A lot of artists include text in their work, a mix that can easily be mishandled. Clark’s pieces, however, are thoughtfully self-conscious of their ways and means, and part of the power of the work is in the vibrancy of Clark’s vision. Here’s a bit from Clark’s statement:
These works directly engage my love for words and their power. When combined, these pieces make for a very literate show, where words take centerstage alongside their visual co-stars. The phrase “a picture is worth a thousand words” holds true — yet my focus here is how a word creates a thousand pictures.

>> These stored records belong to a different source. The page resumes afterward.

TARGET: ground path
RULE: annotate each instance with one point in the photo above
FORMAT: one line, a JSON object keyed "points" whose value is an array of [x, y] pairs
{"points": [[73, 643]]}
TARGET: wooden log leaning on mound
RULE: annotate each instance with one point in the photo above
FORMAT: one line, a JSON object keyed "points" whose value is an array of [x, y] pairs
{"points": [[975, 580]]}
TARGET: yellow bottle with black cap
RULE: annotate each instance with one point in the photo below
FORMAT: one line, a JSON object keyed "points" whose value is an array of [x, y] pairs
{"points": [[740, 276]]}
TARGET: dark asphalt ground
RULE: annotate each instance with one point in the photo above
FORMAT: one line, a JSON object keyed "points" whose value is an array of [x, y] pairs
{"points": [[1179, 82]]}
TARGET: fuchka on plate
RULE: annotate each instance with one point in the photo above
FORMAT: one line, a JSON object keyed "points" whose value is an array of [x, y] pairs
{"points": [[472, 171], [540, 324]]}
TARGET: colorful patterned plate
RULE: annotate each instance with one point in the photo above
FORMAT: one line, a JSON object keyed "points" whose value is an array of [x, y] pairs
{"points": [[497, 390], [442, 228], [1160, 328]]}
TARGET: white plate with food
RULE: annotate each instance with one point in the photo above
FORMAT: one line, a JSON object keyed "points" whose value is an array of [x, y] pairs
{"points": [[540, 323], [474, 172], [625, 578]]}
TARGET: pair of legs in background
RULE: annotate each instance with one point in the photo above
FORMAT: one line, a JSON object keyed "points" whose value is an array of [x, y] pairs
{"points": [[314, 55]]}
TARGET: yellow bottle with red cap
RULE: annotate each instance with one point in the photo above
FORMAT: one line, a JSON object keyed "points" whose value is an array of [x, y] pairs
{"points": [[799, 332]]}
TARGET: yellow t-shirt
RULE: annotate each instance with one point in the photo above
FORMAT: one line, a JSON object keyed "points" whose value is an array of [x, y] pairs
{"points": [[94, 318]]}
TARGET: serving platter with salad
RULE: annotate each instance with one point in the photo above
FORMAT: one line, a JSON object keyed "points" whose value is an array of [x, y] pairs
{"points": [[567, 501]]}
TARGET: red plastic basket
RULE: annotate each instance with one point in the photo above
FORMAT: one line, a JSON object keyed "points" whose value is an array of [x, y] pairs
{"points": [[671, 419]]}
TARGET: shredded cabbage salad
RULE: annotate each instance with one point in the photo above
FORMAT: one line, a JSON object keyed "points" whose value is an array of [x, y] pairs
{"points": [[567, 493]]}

The Prophet’s Library is an expansive, varied show, and one that’s strongest when Clark’s textual preoccupations are allowed to flourish. There’s a recurring theme here with a number of pieces that look like crossword or word-search games — some already have the answers filled in, but others can be played by gallerygoers. “Table of Contents” is a crossword game rendered in oil paint on wood. The game features words like “pride,” “vilify,” “hope” and “black” — as well as the show’s first mention of “reparations,” a theme that recurs throughout the exhibition. “Table of Contents” provides an overview of the rest of the exhibition while simultaneously speaking to its bookish theme.
My favorite works in the show are sculptures of books with titles like “The Prophet’s Library: The Violent Struggle” and “The Prophet’s Library: The Wondrous War.” Made of wood and painted with oils, the book sculptures are mounted to the wall with their decorated spines facing the viewer. The details here are important — they’re all attributed to an author named C.P. Bryant. Bryant is a real scholar and mentor of Clark’s, but these aren’t sculptures of any actual books Bryant has written. Each one is marked with a publication date decades from now, and these future artifacts, as well as many of the word-game sculptures, feature the logo of a publisher called Reparations & Company.
W.E.B Du Bois, Zora Neale Hurston, James Baldwin, Amiri Baraka, Octavia Butler, Huey Newton, Malcolm X and many others have written the books, novels, poems, essays and speeches that have mapped the progress of black American consciousness while simultaneously illuminating that same path — even the posters, pamphlets and newspapers printed by groups like the Black Panther Party and the Nation of Islam have recorded and encouraged the black revolutionary enterprise since abolition. From Marcus Garvey’s Back-to-Africa movement to the Memphis sanitation strike in 1968 and today’s Black Lives Matter movement, broadsheets, newspaper headlines and even Twitter hashtags have played a central role in the organization and the inspiration of popular social movements in black America. It’s these artists, activists and leaders — and the movements they created and inspired — that inform the language and the approach of The Prophet’s Library.
In Tinney’s back gallery, Clark’s “From the Mountain Top” offers chunks of plywood that look like old sections from a torn scroll — or even the crumbs of some ancient sacred tablet. The title references both Moses and Martin Luther King Jr., and it reminds me of the important role the language of the Bible has played in the word culture of black America. There is writing on the various pieces of wood, but instead of the stylized scrawling of some forgotten tongue, these messages appear as a series of text bubbles — taken from actual text-message conversations Clark had with his father — one line of which features the exclamation “Preach Pops! Preach!”
“From the Mountain Top” finds a contemporary electronic messaging conversation petrified on blocks of ancient-seeming wood. The Prophet’s Library likes to mix the past, present and future in books and word games, but Clark’s themes are ultimately timeless — trauma and justice and the history in between.